The vast majority of parenting choices my husband and I make come from our gut. They feel natural to us. Indeed, this is what the name Family Nature means to me; when it comes to our family and our parenting style we do what comes naturally to us. I think of this as our family nature.
Breastfeeding is the most natural thing in the world. It wasn’t easy initially with my first, but we eventually figured it out and never looked back. In the past (almost) nine years I have been either pregnant, breastfeeding (sometimes tandem breastfeeding) or both. There were times when it wasn’t fun but I never regretted breastfeeding. In fact, when I look back to my eldest’s first eight weeks it is a complete blur; I honestly and truly do not know how we all managed but I know one thing for sure: I am so unbelievably glad that I didn’t quit. I know for certain that it was the right, and most natural thing to do. Even without all the research and statistics about breastfeeding I knew that it was the best for both me and the babes.
The next thing that fell into place was co-sleeping. As an anthropology student I had heard of Dr. James McKenna long before I had kids. My husband also knew all about co-sleeping before any of our kids were born. So sure enough, when the first babe came along, it just seemed natural to have him sleep with us. I couldn’t even imagine the thought of him in another room; it just seemed so backwards and wrong. My instincts and my gut told me that he should be with us and they were right. I think co-sleeping is one of those secrets of parenthood – lots of people do it, not everybody admits it, but those who do it love it. I can’t tell you how many times I’ve woken up to gurgley coos and lopsided smiles. There is an absolute comfort that comes with a sleeping babe beside me; the sound of his breath like a lullaby to put me to sleep, the warmth of his body like a little furnace keeping us warm and the baby smell of him making me feel high. I know in my heart and in my my soul that my babies belong beside me at night.
I didn’t get the hang of babywearing for a few months but I think that it’s just another one of those things that naturally fell into place. My babies (and toddlers) were all so easily comforted in a carrier. They could be close as I did chores around the house, walked the older kids to school or picked up groceries. They nursed contently and had all of their need met so easily and naturally right there attached to me.
Other things also fell into place. I have done my fair share of reading but in the end it usually just confirmed the things that we were already doing. I learned pretty quickly that although there are some really awesome parenting experts and resources out there, there are also a lot of people with opinions and ‘advice’ that seemed so outrageous to me; just because you have a parenting book with your name on the cover that does not make you a parenting ‘expert’. I read something recently on The Happiest Mom blog that summed it up nicely. In her post the mother you need to be Meagan Francis writes, “I no longer even look at books or websites that seem completely at odds with what I believe in my heart to be true about myself and my children.” I read this nodding furiously.
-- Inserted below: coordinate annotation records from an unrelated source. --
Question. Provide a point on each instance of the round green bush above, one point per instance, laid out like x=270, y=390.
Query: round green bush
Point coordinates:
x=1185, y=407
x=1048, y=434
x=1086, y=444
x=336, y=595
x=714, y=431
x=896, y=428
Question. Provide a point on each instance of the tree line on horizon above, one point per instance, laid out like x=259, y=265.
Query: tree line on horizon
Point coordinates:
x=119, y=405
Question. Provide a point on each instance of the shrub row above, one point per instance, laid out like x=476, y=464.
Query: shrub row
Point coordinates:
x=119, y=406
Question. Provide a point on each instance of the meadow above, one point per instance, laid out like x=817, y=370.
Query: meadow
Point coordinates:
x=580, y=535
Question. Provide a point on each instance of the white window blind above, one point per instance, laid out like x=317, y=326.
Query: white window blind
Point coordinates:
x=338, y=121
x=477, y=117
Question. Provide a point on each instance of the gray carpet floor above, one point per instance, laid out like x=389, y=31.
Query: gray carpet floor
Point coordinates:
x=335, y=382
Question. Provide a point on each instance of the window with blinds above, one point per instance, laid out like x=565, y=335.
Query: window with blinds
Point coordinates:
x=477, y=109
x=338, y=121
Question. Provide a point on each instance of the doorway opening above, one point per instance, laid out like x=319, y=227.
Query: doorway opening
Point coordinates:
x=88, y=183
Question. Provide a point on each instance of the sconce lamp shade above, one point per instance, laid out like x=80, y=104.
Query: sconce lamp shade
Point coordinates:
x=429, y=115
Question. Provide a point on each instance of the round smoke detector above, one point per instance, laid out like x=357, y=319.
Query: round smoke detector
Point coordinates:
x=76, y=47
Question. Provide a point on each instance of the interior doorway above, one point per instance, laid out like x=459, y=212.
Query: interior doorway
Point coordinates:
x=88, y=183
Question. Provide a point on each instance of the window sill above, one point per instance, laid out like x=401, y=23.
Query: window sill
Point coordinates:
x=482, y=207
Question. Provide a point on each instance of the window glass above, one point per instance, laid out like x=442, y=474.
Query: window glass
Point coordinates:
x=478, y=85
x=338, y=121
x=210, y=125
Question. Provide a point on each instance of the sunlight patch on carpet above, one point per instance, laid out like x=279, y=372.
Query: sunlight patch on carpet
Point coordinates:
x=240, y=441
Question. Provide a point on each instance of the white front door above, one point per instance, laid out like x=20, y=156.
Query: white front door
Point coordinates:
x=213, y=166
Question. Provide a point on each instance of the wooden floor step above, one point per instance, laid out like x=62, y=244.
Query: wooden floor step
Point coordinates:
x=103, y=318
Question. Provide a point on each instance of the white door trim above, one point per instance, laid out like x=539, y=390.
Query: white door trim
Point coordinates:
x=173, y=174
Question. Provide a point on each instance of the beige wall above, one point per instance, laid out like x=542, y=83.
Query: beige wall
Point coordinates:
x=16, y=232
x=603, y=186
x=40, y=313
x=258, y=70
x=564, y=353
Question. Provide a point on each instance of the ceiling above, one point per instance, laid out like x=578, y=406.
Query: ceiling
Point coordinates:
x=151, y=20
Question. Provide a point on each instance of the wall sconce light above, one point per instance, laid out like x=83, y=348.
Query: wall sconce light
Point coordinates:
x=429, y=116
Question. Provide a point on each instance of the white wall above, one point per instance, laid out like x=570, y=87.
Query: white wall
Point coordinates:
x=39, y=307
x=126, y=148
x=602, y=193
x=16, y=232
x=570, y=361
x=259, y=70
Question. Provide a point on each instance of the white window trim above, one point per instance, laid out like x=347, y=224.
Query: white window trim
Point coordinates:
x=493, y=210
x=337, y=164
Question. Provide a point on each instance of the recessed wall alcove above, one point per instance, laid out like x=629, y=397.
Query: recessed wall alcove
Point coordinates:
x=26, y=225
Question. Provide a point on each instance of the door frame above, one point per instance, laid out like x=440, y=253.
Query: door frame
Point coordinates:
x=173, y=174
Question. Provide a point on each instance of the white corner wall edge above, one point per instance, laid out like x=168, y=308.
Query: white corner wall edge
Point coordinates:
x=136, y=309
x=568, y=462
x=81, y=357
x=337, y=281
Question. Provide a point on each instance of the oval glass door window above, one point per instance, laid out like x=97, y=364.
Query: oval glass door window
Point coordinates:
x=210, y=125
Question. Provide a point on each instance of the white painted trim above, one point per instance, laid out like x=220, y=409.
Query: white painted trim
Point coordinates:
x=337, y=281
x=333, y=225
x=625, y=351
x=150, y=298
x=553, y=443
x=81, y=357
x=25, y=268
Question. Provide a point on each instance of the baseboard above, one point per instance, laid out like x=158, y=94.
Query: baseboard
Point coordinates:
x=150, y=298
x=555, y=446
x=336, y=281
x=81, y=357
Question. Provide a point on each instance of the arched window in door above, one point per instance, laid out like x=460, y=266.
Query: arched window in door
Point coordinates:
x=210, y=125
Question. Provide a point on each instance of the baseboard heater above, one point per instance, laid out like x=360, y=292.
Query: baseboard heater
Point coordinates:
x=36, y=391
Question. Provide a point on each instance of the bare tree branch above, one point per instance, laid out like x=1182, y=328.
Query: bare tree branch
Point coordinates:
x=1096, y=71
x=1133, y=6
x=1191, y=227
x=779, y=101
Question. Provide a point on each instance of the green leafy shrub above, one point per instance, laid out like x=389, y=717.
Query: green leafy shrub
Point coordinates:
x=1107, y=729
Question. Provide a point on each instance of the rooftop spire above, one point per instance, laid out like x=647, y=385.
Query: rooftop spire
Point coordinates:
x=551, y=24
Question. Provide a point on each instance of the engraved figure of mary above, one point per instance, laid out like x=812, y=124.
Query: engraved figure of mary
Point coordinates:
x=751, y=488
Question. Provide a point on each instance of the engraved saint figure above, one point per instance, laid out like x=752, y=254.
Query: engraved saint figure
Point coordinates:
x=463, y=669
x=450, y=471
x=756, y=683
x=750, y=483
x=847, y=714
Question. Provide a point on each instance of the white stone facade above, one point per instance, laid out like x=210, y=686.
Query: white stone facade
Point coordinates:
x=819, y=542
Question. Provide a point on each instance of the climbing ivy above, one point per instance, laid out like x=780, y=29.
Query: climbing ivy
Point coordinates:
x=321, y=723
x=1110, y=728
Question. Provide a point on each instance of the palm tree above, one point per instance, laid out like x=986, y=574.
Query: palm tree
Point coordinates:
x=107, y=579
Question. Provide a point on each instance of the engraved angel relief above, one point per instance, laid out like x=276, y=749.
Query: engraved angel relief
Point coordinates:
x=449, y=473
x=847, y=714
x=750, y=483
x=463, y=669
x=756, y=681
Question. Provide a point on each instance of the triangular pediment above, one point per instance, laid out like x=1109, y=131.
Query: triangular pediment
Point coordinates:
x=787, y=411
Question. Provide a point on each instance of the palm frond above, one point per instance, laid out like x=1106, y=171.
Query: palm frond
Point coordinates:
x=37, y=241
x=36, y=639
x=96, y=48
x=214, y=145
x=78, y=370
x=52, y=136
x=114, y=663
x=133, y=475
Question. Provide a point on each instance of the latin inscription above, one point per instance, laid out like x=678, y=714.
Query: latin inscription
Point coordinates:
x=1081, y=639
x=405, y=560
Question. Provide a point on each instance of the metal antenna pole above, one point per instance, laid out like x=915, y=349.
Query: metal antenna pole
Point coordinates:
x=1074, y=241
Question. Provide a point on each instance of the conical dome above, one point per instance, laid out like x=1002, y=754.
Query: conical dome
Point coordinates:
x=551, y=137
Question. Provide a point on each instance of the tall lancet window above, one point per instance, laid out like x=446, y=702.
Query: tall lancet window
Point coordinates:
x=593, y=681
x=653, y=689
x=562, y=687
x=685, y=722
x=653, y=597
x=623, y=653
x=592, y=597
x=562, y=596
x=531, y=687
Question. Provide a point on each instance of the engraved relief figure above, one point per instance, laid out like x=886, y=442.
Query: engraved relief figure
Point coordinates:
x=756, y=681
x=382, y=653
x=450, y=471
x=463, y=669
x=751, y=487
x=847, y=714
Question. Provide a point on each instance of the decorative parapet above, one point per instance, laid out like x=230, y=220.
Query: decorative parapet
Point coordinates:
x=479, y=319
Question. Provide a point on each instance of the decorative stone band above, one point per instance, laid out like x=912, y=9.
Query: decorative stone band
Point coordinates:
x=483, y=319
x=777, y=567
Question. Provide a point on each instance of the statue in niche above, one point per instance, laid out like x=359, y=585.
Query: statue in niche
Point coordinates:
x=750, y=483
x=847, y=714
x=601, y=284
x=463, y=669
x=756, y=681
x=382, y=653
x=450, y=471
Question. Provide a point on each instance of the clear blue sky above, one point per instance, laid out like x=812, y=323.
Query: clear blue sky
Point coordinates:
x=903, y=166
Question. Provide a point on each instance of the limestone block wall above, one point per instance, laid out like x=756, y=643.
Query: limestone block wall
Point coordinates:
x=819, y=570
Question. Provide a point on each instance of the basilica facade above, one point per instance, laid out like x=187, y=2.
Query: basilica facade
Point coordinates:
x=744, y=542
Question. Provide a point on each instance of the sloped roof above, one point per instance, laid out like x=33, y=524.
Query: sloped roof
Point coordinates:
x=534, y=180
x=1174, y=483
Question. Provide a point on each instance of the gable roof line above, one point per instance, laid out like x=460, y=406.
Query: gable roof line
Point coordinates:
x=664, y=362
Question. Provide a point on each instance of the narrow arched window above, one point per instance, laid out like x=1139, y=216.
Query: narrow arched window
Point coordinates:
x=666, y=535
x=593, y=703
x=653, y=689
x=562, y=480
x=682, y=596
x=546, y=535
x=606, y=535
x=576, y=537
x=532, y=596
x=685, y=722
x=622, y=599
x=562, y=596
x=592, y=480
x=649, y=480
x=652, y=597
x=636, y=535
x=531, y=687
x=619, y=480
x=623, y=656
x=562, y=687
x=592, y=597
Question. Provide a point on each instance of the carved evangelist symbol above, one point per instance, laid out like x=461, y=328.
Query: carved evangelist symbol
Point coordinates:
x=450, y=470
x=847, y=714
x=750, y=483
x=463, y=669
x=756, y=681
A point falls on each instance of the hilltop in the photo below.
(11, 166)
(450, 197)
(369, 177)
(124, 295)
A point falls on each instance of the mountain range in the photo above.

Yes! I think we rely too heavily on the advice of paediatricians, parenting ‘experts’, books and such for things that our own hearts and minds will tell us if we just listen.
Breastfeeding, co-sleeping, babywearing –some say these are the hallmarks of attachment parenting. To me these are the simple, normal ways of parenting. These things come naturally to me and I’ve never second-guessed myself about these things. I just wish all aspects of parenting were this simple.